Tarif bence yeteri kadar açık ama yine bir örnek verelim; diyelim ki adam, şirketin güvenlik hizmetlerini mükemmelen yerine getiriyor. Verimlilik, bu şahsın hep başarılı olduğu alanda bulunması gerektiğini işaret eder fakat adamımız güvenlik hizmetleriyle yetinmemekte; bilakis yatırımları, Ar-Ge faaliyetlerini, pazarlamayı da yönetmek için didinmektedir. Peter Prensibi, işte bu şahsın terfî ederek başarısız olmasının hikâyesini anlatır.
*
Bayramdan iki gün önce, "Artık bu çağda kurban kesip dağıtmak çok acil bir ihtiyaç olmaktan çıktı. Ben, onu karşılayan başka türlü yardımlar yapılabilir inancındayım" şeklinde basın mensuplarına çok gerekli bir beyanda bulunan Kültür ve Turizm Bakanımızın bu sözleri niçin söylemek ihtiyacında bulunduğunu anlamak imkânından mahrumuz; öyle tahmin ediyorum ki gazetecinin biri, "Bu yıl kurban kesecek misiniz Sayın Bakan?" diye sorunca Bakan da, "böyle mübârek bir modern zamanlarda kurban kesmek pek ancient bir sûret gösteriyor; hazır elim değmişken halkımın artık küflenmeye başlayan bazı inançlarını restore edeyim" diye düşünerek böyle konuşmuş olmalıdır. Bunlar tamamen tahmin; belki Bakan Bey'in Peter Prensibi'ni bir kere daha te'yid eden konuşması, başka motivasyonların eseridir; bilemeyiz. Bildiğimiz, şairini bilmediğim şu beytin, mânâ itibariyle Bakan Bey'in serdettiği fıkhî açılıma pek müsâdif düştüğü şeklindedir ki nitekim aşk ile buyrunuz:
"Çünkü vakfetmeyecektin cihet-i aşka tenin;
Mütevelli kızı sevmek, ne vazifendi senin?"

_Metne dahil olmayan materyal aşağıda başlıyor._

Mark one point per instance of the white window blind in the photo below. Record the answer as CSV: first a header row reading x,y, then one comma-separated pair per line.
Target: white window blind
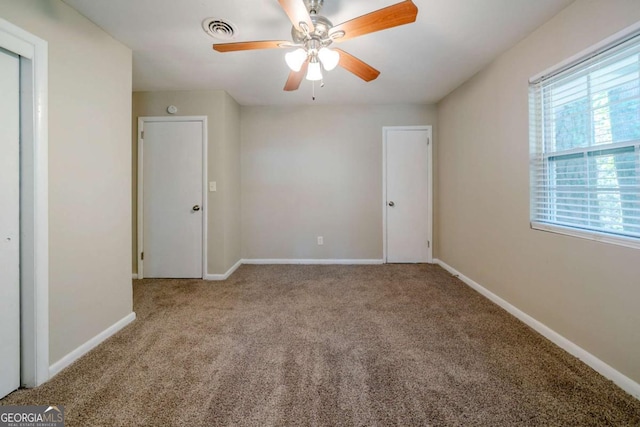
x,y
585,146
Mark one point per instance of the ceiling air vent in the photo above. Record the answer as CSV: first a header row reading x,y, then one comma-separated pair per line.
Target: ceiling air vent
x,y
219,29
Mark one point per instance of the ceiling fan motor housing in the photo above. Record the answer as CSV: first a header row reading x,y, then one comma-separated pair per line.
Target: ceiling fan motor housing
x,y
321,32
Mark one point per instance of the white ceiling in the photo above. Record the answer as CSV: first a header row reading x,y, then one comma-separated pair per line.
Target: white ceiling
x,y
419,63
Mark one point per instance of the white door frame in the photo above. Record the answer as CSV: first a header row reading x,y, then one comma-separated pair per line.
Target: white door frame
x,y
140,246
385,131
34,204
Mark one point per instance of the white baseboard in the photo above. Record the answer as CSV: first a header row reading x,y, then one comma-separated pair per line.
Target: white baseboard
x,y
226,275
315,261
621,380
90,345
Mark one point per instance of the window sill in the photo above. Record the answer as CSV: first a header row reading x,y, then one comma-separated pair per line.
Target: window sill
x,y
628,242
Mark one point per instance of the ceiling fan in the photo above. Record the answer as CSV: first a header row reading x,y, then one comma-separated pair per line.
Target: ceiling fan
x,y
312,35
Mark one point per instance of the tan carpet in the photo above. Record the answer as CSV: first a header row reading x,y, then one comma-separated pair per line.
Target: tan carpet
x,y
328,345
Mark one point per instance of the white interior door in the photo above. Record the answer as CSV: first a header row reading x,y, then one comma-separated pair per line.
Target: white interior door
x,y
9,222
408,222
172,202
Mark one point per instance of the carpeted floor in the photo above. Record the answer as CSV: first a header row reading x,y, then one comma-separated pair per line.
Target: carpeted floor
x,y
328,346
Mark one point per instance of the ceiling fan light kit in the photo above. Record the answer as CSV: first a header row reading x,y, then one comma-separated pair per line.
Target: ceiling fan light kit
x,y
312,34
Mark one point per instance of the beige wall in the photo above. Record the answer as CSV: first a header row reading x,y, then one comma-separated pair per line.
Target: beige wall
x,y
89,172
223,115
584,290
316,171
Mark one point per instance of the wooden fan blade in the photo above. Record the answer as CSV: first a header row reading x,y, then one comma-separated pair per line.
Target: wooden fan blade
x,y
267,44
297,13
389,17
295,78
361,69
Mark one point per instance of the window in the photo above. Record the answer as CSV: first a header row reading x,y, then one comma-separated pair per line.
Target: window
x,y
585,147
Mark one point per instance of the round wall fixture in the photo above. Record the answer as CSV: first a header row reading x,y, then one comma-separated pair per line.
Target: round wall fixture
x,y
219,29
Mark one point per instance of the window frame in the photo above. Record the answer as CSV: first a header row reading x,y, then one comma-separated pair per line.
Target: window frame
x,y
538,129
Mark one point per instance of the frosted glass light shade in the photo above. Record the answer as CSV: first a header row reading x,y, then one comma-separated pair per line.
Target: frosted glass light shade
x,y
314,72
329,58
295,59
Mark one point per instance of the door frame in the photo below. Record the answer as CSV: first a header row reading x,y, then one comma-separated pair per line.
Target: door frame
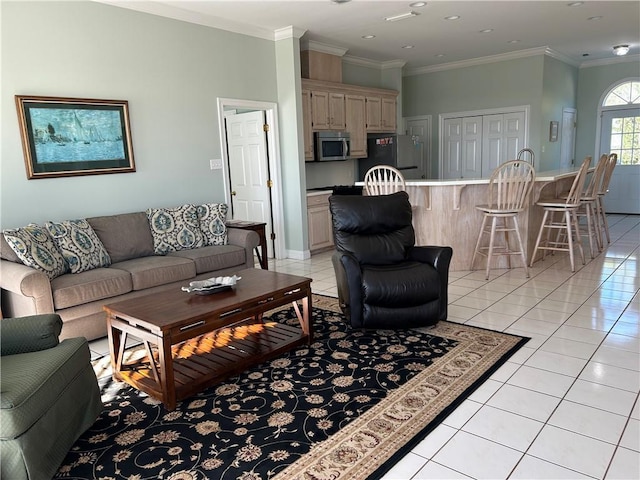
x,y
273,153
428,141
480,113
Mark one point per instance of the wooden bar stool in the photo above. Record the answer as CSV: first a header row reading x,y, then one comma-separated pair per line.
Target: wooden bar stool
x,y
567,208
603,190
383,180
509,188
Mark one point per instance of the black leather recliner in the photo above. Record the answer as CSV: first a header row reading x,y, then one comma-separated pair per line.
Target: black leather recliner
x,y
383,280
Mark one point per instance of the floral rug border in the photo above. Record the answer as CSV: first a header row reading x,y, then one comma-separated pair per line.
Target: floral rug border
x,y
371,445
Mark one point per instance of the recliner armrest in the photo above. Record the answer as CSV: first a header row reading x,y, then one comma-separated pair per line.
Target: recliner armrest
x,y
440,258
29,334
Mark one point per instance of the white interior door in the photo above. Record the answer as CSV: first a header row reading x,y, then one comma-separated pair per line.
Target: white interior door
x,y
620,133
249,170
568,138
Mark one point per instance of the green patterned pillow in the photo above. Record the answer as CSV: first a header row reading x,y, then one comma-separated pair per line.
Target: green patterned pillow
x,y
35,247
212,223
79,245
175,229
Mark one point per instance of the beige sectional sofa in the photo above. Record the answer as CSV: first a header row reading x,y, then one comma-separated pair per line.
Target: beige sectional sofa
x,y
135,270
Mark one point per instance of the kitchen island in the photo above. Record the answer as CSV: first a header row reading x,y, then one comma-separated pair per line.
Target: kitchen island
x,y
444,213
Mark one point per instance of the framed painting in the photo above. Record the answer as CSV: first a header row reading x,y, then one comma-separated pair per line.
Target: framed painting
x,y
64,137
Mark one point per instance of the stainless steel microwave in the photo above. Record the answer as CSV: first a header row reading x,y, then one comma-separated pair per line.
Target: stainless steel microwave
x,y
332,146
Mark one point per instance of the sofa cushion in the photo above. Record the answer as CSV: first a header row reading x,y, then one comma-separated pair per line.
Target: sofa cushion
x,y
6,252
125,236
212,223
175,229
26,398
35,247
216,257
79,245
97,284
152,271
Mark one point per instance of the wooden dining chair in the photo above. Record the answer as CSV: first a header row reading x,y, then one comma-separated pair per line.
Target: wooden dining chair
x,y
568,223
508,193
383,180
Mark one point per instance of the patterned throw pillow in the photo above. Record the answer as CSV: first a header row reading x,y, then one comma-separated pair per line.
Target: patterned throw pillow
x,y
212,223
35,247
175,229
79,245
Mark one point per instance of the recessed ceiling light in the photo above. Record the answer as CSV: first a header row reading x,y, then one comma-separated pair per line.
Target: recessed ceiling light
x,y
401,16
621,49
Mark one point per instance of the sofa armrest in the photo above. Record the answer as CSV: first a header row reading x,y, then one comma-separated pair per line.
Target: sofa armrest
x,y
244,238
29,334
25,290
440,259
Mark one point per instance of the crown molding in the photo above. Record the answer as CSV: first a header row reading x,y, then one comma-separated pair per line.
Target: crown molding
x,y
323,48
176,13
530,52
610,61
365,62
288,32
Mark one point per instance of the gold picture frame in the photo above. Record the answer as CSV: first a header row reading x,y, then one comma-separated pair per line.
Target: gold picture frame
x,y
63,137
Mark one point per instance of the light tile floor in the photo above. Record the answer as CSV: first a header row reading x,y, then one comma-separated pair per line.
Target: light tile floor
x,y
565,406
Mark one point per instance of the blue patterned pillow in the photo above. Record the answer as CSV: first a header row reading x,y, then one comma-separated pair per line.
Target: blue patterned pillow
x,y
79,245
212,223
35,247
175,229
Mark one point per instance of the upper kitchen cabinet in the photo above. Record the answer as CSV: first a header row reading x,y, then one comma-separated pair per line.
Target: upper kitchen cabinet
x,y
327,110
306,125
338,106
355,109
381,113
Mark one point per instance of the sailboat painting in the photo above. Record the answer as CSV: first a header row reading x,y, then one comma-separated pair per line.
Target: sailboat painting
x,y
67,136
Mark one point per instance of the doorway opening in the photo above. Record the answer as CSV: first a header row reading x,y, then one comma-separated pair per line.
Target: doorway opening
x,y
269,160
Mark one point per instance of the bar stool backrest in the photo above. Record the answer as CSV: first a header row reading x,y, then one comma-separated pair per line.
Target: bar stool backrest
x,y
383,180
606,178
510,185
596,178
576,188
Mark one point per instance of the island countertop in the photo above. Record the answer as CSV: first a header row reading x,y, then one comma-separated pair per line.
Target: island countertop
x,y
444,213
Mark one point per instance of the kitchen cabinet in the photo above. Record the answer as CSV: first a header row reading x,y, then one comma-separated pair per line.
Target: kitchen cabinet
x,y
327,110
320,225
355,112
352,108
306,125
381,114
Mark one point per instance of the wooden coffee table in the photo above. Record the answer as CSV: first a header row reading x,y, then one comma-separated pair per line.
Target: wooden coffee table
x,y
194,341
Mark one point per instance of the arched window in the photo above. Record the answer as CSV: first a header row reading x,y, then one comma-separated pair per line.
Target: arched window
x,y
620,114
627,93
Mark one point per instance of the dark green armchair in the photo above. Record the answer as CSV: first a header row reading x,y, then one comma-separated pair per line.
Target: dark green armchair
x,y
49,395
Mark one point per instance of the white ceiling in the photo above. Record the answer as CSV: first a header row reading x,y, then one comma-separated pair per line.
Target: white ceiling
x,y
565,30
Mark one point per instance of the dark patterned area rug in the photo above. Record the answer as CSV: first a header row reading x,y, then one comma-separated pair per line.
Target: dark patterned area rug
x,y
347,407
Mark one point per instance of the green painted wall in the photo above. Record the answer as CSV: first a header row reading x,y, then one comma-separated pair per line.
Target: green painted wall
x,y
171,72
480,87
559,87
593,82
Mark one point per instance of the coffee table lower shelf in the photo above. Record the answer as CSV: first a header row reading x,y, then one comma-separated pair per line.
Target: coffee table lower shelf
x,y
211,358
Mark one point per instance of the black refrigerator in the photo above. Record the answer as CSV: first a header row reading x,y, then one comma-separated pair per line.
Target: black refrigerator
x,y
399,151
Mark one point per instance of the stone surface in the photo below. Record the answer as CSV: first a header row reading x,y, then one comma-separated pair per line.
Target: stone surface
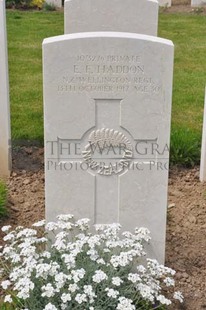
x,y
166,3
203,148
107,110
136,16
5,161
196,3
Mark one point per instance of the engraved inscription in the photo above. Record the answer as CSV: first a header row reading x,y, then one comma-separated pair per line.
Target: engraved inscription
x,y
110,73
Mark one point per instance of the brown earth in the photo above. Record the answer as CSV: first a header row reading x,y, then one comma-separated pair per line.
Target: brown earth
x,y
186,227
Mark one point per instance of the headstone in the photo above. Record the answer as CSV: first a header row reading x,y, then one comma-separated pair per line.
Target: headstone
x,y
203,149
55,3
4,95
198,3
136,16
165,3
107,101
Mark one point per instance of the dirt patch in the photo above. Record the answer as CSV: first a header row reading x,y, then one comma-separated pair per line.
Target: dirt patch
x,y
186,225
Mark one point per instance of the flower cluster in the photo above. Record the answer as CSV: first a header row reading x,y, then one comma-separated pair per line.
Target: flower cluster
x,y
63,265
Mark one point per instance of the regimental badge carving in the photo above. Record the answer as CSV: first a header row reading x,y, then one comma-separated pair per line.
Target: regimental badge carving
x,y
108,152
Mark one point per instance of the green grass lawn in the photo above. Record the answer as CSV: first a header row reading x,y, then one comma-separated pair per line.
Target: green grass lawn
x,y
26,31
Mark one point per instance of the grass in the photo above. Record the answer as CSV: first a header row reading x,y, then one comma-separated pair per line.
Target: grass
x,y
3,199
26,31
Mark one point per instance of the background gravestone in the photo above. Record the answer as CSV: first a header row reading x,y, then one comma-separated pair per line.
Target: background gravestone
x,y
107,106
4,98
136,16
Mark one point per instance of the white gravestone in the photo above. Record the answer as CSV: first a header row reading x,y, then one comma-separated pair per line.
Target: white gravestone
x,y
165,3
107,105
203,149
196,3
136,16
55,3
4,98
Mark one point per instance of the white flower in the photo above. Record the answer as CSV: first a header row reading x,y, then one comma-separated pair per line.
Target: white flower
x,y
73,287
66,297
78,274
134,277
163,300
116,281
48,290
51,226
88,290
65,217
99,276
178,295
169,281
39,223
125,303
83,224
5,284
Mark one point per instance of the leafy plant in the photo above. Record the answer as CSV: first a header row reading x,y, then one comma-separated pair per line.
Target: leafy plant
x,y
81,270
184,148
3,199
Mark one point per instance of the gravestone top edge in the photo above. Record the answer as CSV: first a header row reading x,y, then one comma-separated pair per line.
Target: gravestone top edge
x,y
106,34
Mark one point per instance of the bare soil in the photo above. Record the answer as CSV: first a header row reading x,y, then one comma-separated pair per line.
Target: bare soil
x,y
186,224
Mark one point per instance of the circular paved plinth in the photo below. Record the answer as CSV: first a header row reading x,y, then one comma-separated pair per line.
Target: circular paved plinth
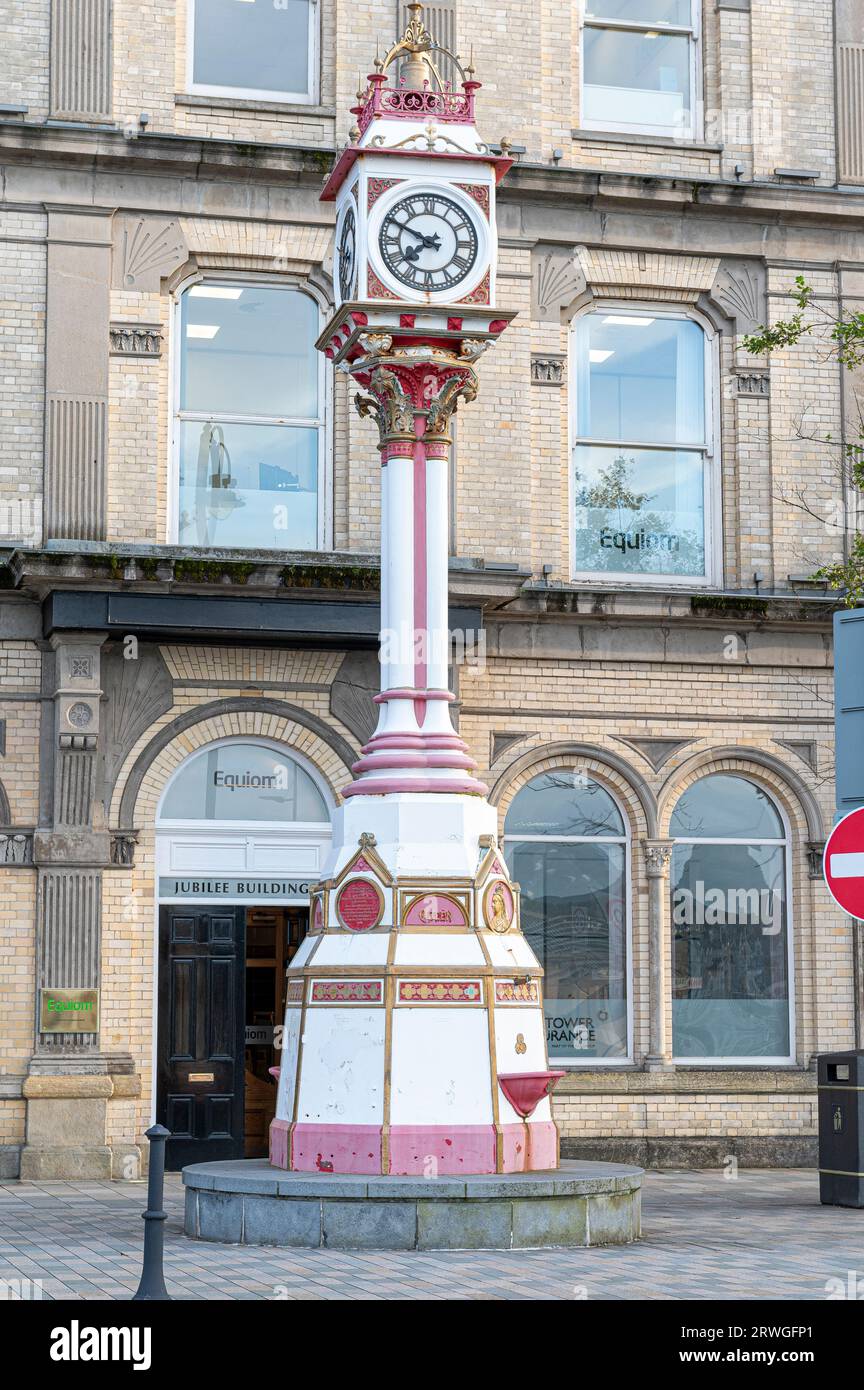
x,y
249,1203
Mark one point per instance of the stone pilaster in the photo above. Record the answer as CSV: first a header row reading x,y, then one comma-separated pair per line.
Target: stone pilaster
x,y
77,373
68,1086
657,854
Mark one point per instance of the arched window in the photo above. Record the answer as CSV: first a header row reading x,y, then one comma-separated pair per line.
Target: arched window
x,y
645,467
241,781
249,428
566,844
731,966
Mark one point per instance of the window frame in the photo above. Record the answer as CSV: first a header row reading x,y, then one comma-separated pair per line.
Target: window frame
x,y
693,32
577,1062
309,97
256,827
324,423
785,844
710,451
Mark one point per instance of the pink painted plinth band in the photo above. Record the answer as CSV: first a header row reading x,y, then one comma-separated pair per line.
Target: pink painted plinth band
x,y
416,1150
459,762
279,1136
527,1148
335,1148
406,692
418,740
388,786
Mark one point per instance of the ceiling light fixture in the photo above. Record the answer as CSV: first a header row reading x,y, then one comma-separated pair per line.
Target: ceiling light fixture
x,y
214,292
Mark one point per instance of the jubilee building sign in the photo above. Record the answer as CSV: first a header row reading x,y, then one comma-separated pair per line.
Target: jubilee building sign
x,y
234,888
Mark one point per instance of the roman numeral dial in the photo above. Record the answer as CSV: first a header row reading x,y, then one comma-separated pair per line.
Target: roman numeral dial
x,y
428,242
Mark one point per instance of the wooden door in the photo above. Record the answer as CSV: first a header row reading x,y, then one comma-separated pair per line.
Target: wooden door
x,y
200,1033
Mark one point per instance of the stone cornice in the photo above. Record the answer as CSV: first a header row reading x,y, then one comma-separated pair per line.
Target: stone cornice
x,y
163,153
92,148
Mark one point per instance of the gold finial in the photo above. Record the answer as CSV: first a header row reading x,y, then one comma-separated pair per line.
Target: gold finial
x,y
414,52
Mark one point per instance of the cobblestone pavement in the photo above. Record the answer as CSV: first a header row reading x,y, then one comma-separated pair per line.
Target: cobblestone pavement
x,y
763,1235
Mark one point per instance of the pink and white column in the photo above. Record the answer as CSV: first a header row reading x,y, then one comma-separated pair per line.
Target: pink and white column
x,y
414,748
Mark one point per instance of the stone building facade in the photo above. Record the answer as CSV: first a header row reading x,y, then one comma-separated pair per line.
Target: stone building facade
x,y
188,548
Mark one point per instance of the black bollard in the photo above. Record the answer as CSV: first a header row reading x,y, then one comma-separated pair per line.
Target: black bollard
x,y
152,1287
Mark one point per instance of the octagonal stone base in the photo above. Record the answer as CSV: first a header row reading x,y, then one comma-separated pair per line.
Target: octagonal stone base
x,y
249,1203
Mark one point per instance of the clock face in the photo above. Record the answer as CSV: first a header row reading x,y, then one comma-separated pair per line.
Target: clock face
x,y
346,253
428,242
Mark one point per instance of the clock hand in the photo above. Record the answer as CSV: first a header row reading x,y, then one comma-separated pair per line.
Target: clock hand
x,y
432,242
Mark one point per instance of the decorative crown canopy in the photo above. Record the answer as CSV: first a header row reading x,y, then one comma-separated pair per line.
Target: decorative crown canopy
x,y
420,91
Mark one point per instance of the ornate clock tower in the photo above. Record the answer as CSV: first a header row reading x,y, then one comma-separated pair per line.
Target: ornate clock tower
x,y
414,1039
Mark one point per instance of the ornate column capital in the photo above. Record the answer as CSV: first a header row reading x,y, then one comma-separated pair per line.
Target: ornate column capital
x,y
657,854
407,382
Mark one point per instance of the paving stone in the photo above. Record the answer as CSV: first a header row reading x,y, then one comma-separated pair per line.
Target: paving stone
x,y
763,1236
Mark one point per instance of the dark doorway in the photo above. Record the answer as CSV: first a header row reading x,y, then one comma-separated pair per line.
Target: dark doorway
x,y
200,1033
220,1015
272,936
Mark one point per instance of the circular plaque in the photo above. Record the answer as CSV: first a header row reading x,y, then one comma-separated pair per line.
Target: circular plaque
x,y
79,715
499,905
360,905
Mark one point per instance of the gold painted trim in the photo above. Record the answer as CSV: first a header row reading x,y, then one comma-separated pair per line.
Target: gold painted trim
x,y
410,972
322,897
460,898
389,990
371,858
485,866
435,884
439,1004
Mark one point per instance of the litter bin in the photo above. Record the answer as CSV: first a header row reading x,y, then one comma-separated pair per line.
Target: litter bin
x,y
841,1080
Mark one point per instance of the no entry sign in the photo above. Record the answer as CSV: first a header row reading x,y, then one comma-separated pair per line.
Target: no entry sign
x,y
843,863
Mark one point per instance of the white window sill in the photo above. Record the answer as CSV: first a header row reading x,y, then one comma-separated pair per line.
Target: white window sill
x,y
245,103
638,138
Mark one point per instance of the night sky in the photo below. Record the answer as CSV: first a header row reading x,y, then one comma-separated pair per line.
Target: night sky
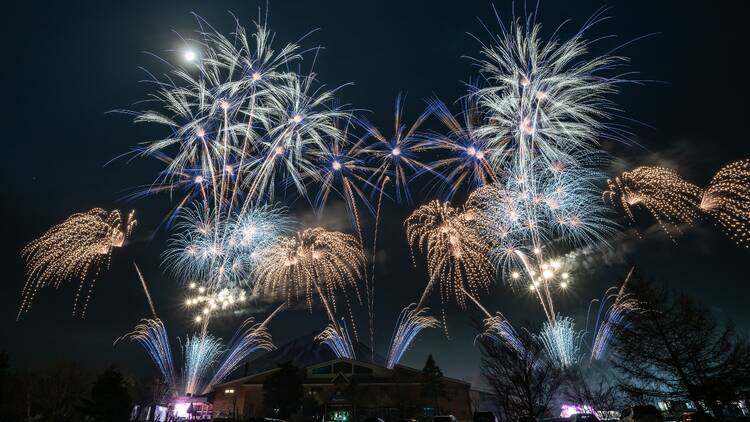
x,y
67,64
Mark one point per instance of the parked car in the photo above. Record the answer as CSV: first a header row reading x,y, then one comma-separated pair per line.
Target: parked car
x,y
484,417
696,417
646,413
584,417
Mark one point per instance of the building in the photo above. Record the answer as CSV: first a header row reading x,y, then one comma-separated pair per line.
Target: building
x,y
350,390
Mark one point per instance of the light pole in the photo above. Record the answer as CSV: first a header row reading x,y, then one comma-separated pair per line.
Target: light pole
x,y
230,392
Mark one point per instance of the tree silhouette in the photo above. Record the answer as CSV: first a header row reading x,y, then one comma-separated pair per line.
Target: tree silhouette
x,y
524,381
110,400
432,383
282,391
675,349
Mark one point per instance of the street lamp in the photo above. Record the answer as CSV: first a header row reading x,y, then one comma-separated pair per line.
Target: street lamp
x,y
230,391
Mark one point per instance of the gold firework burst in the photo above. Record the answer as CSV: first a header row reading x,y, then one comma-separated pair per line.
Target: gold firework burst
x,y
662,192
74,249
457,257
316,261
727,199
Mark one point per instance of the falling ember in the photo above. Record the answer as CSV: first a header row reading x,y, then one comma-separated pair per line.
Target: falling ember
x,y
727,200
457,257
663,193
74,249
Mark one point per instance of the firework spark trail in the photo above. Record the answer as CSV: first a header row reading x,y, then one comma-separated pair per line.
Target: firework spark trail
x,y
221,250
727,200
663,193
519,222
371,295
152,336
249,338
622,305
316,261
82,244
468,161
457,258
499,329
561,341
237,117
336,336
145,290
397,156
201,352
209,302
546,99
411,321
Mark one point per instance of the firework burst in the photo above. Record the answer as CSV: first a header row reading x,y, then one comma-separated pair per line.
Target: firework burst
x,y
336,337
545,99
240,125
77,248
250,337
663,193
317,262
397,157
468,161
457,257
201,352
219,251
152,336
622,304
561,341
727,200
411,321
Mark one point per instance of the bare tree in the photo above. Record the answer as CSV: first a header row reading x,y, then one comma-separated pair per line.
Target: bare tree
x,y
524,382
675,349
593,385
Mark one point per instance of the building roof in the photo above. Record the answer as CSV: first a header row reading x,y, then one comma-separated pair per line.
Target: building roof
x,y
325,372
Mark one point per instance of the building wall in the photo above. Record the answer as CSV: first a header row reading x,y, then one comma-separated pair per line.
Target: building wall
x,y
391,394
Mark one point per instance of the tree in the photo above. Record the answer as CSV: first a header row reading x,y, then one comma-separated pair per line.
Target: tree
x,y
432,383
282,391
110,399
675,349
593,386
523,382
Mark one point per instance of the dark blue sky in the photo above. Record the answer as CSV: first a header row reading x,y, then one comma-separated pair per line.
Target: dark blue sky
x,y
66,65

Sayın Bakan'ın TV kameraları önünde Ordu vilayeti vali yardımcısının vekilini pek asabî bir edâ ile sigâya çekmesi üzerinde durmayacağız, fakat bayram tatilinin -ki bu ne müthiş tesâdüftür; bu yıl da Hac mevsimi ile aynı güne denk geldi!- 9 güne çıkması üzerine insanların hem bayram hem tatil vecibelerini son derece rahat bir şekilde birlikte yerine getirebileceklerine dair sözlerinin açılış cümlesini zikre değer buluyorum: "Mesela benim kalkıp da Karadeniz'e, oradan İstanbul'a gitmem iç turizme katkı yapıyor küçük çapta. O yüzden ikisini de bir arada sürdürmek mümkün."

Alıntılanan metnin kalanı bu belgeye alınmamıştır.